Kerry’s diplomatic intention to try to push and drag coal-loving China into faster emissions cuts also puts him in public contrast to Biden and some of Biden’s top officials, who have become scathing criticism of China, the world’s biggest carbon polluter. The United States is the second worst.

Biden’s farewell words as he left the Glasgow summit last week after joining more than 100 other world leaders here were that Chinese President Xi Jinping had made a “big mistake” by not attending.

“They have lost the ability to influence people around the world,” Biden said.

Seasoned observers of the global climate talks speak favorably of Kerry’s quieter work as climate envoy.

Thom Woodroofe, U.S.-China climate diplomacy researcher at the Asia Society Policy Institute, said Biden’s appointment of the former secretary of state made countries like China “really sit down and take note of importance… The Biden administration was going to bank on diplomacy and its climate action at home. “

As Chinese leaders publicly reprimand and snub members of the Biden administration, China’s own veteran climate diplomat Xie Zhenha told reporters in Glasgow he calculated he spoke to Kerry 23 times in the past. Kerry’s current position.

When a news site posted a cartoon showing an exaggerated chin-up Kerry with one hand on the shoulder of an equally exaggerated round-faced Xie’s shoulder, and the other hand holding the Earth and her future, Kerry had the picture framed. cartoon and introduced it to Xie.

At the Climate Summit, Kerry’s size makes him a special place among the thousands of climate advocates, government officials and journalists at the summit site, which stretches for more than half a mile (almost a kilometer). It’s a mix of permanent and temporary structures along the River Clyde in Glasgow that looks like an airport terminal flanked by a military forward operating base.

Kerry seems patient and polite with lawyers and random reporters around the world approaching her at the top.

Ahead of the summit, climate activists on a hunger strike at the gates of the White House filmed another administration official Biden impatiently flipping through his phone when they approached him on the need for climate action.

Kerry, on the other hand, came out and spoke to the young climate strikers, telling them about his own environmental activism when he was young.

Kerry’s primary cause after returning from fighting in the Vietnam War was activism for the first Earth Day in 1970, he says. His wife, Teresa Heinz, says they met on Earth Day later, in 1990.

In 2015, his work in the climate negotiations and the confidence Xie seemed to place in Obama negotiators, including Kerry, helped seal a global climate deal in which more than 190 countries pledged to take decisions. measures to reduce climate emissions.

The irreversible damage caused by global warming was even more evident to all in November 2016, when Kerry made one of his last trips as Obama’s Secretary of State, becoming the top US official to visit the ‘Antarctic.

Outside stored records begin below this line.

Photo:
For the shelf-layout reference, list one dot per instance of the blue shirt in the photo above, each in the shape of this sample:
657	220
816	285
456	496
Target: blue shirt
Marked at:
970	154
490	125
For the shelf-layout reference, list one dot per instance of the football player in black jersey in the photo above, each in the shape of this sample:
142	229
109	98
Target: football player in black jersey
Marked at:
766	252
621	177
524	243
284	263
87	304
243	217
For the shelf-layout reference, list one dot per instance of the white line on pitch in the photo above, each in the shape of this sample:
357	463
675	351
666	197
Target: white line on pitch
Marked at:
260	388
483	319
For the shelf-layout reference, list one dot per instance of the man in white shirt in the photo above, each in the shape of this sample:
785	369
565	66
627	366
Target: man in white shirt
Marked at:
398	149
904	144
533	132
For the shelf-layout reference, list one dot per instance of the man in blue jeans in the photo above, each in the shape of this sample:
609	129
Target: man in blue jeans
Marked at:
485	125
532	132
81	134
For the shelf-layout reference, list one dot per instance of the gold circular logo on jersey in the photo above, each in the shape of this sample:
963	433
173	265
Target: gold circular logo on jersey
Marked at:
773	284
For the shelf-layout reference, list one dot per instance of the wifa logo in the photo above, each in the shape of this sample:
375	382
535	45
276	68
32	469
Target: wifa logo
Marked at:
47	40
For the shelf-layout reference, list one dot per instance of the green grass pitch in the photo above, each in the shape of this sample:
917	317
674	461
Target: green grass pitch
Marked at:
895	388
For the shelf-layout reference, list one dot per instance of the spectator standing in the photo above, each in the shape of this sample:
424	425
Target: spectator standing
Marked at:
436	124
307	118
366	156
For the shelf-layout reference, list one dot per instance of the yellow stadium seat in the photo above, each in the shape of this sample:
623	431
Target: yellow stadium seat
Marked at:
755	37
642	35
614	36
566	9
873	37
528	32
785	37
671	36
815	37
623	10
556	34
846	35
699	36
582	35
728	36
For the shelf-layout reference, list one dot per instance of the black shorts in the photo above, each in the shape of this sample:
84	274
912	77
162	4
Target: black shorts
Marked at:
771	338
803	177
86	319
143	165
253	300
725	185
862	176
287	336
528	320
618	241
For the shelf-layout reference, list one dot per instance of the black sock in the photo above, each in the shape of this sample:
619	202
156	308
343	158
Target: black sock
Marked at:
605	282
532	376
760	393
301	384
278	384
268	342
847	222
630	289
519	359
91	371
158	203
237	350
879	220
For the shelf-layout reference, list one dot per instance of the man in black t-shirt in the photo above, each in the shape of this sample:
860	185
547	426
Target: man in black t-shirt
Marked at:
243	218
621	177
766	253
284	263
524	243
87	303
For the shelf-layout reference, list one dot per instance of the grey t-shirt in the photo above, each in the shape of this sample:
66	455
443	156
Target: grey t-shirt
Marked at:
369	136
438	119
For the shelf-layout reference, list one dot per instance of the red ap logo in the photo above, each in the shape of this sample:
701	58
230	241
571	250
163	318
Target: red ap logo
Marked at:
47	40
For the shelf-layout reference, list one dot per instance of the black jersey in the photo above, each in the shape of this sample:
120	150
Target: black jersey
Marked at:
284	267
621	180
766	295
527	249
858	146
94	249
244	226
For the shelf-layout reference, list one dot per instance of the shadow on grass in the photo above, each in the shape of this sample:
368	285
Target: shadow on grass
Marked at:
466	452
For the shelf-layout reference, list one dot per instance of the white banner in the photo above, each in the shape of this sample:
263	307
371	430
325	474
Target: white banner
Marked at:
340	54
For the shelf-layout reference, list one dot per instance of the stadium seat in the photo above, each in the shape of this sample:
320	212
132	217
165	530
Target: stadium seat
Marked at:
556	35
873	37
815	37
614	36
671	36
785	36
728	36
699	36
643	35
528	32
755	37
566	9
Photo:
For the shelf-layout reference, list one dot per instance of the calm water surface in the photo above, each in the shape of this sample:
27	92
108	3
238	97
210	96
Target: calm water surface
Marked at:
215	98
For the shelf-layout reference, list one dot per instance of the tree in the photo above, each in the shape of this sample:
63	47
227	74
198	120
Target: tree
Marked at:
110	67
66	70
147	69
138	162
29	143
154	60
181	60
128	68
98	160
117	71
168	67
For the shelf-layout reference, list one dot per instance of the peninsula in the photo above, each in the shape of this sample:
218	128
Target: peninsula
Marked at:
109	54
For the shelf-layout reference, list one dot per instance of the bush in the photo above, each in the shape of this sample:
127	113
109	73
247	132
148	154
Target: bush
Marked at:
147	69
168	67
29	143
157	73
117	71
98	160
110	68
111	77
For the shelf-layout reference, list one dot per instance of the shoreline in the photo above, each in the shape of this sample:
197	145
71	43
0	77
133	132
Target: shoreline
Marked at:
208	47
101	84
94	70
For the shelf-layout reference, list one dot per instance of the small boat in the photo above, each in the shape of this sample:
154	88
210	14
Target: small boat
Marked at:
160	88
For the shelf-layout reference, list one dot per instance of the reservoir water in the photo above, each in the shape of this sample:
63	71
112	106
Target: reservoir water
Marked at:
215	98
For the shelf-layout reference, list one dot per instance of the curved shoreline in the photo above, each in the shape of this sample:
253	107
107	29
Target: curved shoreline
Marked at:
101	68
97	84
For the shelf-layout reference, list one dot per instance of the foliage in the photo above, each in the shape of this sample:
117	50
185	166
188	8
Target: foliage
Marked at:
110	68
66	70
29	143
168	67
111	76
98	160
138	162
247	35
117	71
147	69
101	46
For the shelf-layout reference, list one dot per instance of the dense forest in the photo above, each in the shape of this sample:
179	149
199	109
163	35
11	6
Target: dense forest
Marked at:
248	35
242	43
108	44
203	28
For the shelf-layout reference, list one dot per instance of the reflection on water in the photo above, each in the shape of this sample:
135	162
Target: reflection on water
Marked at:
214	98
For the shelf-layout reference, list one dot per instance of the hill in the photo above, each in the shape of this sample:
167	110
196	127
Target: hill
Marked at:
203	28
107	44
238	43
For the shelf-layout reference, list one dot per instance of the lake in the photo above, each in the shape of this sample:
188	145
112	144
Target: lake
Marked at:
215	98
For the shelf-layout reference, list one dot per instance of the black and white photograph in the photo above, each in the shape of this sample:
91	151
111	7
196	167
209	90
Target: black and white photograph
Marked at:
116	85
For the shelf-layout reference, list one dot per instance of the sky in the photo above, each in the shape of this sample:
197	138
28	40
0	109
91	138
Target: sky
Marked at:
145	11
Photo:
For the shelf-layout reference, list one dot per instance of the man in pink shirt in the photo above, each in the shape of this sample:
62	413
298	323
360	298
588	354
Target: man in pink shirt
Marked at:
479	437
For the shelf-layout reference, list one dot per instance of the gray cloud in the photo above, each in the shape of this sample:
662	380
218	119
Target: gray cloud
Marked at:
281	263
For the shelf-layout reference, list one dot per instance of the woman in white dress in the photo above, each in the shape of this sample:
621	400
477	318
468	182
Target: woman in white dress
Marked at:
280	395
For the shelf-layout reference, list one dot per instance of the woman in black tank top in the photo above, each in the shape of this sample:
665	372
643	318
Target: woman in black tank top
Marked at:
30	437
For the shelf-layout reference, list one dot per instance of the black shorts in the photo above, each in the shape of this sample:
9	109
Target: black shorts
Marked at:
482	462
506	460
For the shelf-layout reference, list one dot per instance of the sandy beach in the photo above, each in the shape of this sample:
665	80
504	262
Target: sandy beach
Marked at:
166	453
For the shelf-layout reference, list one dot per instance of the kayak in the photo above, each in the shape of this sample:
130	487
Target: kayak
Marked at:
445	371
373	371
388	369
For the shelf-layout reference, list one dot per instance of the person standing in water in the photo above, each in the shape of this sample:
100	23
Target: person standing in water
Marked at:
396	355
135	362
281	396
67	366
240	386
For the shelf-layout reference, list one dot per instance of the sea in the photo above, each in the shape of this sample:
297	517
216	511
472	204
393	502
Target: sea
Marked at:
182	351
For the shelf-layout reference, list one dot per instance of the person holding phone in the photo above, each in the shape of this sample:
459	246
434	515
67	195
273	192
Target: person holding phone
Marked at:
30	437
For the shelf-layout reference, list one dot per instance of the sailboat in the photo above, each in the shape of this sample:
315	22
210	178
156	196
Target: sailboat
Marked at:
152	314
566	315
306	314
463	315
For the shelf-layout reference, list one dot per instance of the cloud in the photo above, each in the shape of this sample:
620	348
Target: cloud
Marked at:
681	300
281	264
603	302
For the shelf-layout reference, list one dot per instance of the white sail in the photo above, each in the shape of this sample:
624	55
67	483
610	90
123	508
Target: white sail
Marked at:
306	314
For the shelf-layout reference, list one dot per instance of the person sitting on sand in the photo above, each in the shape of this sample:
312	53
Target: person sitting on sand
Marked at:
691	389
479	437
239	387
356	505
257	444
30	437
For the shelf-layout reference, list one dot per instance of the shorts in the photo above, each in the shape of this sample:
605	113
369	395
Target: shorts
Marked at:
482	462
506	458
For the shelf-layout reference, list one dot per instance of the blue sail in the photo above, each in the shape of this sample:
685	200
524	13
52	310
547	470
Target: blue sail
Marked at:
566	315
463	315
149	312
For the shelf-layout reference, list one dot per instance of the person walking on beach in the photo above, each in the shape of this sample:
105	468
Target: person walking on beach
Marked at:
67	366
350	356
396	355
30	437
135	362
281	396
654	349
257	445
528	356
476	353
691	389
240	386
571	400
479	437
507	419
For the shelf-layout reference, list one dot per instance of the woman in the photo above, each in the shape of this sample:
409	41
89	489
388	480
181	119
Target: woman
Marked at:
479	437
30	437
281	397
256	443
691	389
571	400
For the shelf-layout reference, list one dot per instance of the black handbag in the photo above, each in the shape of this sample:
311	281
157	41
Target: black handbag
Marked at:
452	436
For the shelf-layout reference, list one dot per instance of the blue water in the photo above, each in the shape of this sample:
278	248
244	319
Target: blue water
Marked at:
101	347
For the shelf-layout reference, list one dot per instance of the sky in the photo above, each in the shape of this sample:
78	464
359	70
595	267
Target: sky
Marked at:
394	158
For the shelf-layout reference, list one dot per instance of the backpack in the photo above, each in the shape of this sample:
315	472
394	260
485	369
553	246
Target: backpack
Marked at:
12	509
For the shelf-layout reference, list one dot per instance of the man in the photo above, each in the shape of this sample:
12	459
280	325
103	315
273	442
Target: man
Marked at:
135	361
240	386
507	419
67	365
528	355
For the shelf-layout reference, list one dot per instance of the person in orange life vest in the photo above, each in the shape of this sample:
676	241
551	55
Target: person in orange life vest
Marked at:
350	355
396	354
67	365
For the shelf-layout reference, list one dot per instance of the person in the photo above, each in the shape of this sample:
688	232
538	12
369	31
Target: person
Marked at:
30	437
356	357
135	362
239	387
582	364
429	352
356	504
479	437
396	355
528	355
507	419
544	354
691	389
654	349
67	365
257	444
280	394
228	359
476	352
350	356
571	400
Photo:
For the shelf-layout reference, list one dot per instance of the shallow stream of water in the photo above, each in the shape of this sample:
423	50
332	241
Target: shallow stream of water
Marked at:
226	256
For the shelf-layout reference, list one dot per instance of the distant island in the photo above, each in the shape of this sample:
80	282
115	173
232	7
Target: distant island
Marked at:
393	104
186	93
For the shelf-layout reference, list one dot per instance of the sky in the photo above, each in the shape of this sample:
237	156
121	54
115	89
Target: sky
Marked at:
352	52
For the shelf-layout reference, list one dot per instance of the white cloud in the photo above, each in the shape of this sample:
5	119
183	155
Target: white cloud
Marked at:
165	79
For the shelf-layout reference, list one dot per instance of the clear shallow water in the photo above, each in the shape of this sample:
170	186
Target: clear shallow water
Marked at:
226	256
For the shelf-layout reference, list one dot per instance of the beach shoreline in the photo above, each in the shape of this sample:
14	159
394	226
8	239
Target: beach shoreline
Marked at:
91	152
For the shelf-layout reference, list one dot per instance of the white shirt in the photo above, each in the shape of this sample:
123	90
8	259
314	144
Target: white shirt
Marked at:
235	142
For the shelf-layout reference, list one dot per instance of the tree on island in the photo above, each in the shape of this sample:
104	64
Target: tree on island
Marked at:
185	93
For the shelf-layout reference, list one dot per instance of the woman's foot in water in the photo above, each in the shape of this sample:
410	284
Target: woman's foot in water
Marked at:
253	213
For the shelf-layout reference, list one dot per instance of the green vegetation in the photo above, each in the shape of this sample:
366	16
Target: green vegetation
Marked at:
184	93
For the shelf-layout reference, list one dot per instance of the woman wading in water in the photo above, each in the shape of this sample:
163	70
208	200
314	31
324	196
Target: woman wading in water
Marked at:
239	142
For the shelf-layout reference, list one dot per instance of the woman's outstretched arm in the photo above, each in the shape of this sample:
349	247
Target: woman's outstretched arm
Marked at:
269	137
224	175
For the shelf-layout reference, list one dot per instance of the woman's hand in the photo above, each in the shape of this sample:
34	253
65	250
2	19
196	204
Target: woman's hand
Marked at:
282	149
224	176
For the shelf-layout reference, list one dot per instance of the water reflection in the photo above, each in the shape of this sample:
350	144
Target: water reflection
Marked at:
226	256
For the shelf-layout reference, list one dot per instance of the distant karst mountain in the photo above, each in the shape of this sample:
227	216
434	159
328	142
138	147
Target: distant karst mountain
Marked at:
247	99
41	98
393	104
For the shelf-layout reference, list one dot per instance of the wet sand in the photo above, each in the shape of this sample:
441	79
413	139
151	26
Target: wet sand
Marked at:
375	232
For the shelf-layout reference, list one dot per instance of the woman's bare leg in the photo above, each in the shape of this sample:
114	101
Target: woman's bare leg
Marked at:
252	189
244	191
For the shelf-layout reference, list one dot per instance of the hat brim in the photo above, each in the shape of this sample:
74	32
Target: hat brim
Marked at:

The US presidential election had just given victory to Trump, who had already pledged to withdraw the United States from the Paris climate agreement and would soon undo the ruling US climate efforts.

Kerry snapped into boots on a frozen sea, confronted a curious penguin, and spoke with American scientists there.

The South Pole looked the purest in the world, but it was also heavily polluted with coal and oil waste, scientists told it. The West Antarctic ice sheet was melting from below in the warming waters, breaking apart and floating towards the sea.

It was “one of the most breathtaking wilderness areas,” Kerry told The Associated Press last month, and it was “mixed with the negative impacts of human beings.”